Search code examples
rlm

fast method to calculate p-values from .lm.fit()


I am running simulations and fitting linear models with .lm.fit(). Although extremely fast, this function does not provide the predictors' p-values. Is there a fast way to compute them (maybe from the values returned by .lm.fit())?
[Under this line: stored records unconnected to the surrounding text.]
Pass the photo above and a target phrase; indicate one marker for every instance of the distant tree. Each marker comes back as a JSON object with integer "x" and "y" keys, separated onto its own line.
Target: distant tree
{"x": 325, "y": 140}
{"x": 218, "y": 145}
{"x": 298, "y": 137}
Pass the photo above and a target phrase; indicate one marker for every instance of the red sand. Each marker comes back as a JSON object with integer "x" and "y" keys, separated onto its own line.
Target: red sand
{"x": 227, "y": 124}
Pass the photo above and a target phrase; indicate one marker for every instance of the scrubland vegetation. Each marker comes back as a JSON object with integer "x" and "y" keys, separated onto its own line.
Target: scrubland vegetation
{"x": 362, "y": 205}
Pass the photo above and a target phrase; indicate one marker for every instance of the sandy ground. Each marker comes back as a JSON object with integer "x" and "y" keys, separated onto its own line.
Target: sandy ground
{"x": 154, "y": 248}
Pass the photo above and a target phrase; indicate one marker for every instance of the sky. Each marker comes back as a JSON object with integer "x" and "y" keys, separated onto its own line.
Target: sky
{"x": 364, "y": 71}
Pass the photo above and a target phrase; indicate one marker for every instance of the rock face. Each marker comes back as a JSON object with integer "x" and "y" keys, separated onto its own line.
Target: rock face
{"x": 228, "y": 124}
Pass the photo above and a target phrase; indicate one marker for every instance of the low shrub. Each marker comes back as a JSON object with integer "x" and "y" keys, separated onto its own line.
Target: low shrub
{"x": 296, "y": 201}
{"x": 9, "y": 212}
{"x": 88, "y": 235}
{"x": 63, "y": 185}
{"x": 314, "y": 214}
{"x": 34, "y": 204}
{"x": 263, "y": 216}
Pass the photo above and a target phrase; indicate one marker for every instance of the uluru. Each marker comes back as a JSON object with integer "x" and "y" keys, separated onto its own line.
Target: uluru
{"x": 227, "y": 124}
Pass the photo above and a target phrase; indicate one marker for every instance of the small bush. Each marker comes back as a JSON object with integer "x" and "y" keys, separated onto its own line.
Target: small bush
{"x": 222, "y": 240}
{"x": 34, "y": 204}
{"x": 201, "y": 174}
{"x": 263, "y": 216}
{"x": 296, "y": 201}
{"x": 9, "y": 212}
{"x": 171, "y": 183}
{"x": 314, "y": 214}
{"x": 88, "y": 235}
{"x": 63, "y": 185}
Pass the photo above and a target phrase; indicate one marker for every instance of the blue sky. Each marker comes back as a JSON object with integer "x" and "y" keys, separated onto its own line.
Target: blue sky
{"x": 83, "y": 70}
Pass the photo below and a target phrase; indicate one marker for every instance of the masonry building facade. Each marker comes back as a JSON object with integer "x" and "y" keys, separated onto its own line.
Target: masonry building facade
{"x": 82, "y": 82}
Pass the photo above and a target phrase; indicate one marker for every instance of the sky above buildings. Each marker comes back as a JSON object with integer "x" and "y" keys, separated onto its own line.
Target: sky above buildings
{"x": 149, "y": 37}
I am aware of this method to calculate approximate p-values, but I need the exact ones.

Update:
Dirk Eddelbuettel provided the fastest way to fit the lm and Ben Bolker a method to compute the p-values, by combining both answers we get:

set.seed(101)
X <- cbind(1,matrix(1:10))
y <- rnorm(10)

mdl <- RcppArmadillo::fastLmPure(X, y)

pval <- 2*pt(abs(mdl$coefficients/mdl$stderr), mdl$df.residual, lower.tail=FALSE)

Solution

  • Dirk's answer will be faster, but in case it's convenient here's the implementation in pure R (extracting the bits you need from summary.lm, and assuming there are no issues with non-full-rank model matrices etc.)

    Example:

    set.seed(101)
    X <- cbind(1,matrix(1:10))
    y <- rnorm(10)
    m <- .lm.fit(X,y)
    

    p-value calcs:

    rss <- sum(m$residuals^2)
    rdf <- length(y) - ncol(X)
    resvar <- rss/rdf
    R <- chol2inv(m$qr)
    se <- sqrt(diag(R) * resvar)
    2*pt(abs(m$coef/se),rdf,lower.tail=FALSE)
    

    Compare with:

    coef(summary(lm(y~X-1)))[,"Pr(>|t|)"]